I have been trying to make a marriage work with a man who just doesn’t want to put the effort into me or having a Godly marriage. He admits he takes me for granted. I am a giver looking after everyone and he is a taker who is stunted emotionally with a grade school level of emotional maturity. He self admittedly is very lazy.
I am financially dependant on him and I have mental and physical disabilities and am codependant as well. I can’t see how I would make it on my own, so I stay, but this relationship is making me sicker and sicker as we live like roommates.
There is very little connection I have tried everything marriage therapy, a marriage rescue weekend conference with Retrouvaille and begged him to put into this marriage what I’m putting in but he just doesn’t bother maybe a week or so than he’s back to his old ways. He is not interested in doing any inner work to heal and become a better person. He has many narcisssistic qualities and doesn’t seem capable of giving the love and support a husband should give and I am turning into someone I don’t like filled with bitterness anger and resentment because I am so hurt and emotionally starved. The only way we get along is if I suppress my feelings and needs and don’t ask anything from him, I do that but then I get so upset dealing with him that we end up having words and I retreat, until he says he will change and do better, which he doesn’t. So it’s a toxic dance.
Many of the closest people around me are also emotionally unavailable and also have some narcissistic tendencies.

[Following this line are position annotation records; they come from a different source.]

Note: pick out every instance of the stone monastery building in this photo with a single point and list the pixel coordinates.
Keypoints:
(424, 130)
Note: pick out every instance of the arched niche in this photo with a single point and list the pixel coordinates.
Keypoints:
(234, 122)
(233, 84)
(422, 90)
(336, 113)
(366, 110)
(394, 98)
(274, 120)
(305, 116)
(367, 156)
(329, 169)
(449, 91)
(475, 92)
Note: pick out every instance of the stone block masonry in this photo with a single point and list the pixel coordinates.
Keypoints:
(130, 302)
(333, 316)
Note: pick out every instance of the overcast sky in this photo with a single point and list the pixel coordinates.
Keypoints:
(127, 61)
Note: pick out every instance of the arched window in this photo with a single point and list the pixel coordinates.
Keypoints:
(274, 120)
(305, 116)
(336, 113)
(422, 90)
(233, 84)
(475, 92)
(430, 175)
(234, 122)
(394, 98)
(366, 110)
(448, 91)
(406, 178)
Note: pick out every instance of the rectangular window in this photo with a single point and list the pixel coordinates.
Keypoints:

So I don’t have much support, except for a daughter who has her hands full with a young family.
My son is a recovering addict who also is very narcissistic and we are estranged as I cannot endure anymore of his abuse and disrespect.
I have been in therapy for a long time and am searching daily for things to help me heal my trauma from childhood neglect and abuse and now two toxic marriages.
I think I either need a miracle in my marriage or one to heal me and allow me to leave and thrive on my own, instead of barely surviving.
Youre prayers are worth so much to me if you could find it in your heart to pray fo me and the people I am surrounded with, for restoration and healing and a miracle if it be Gods will. God bless you all.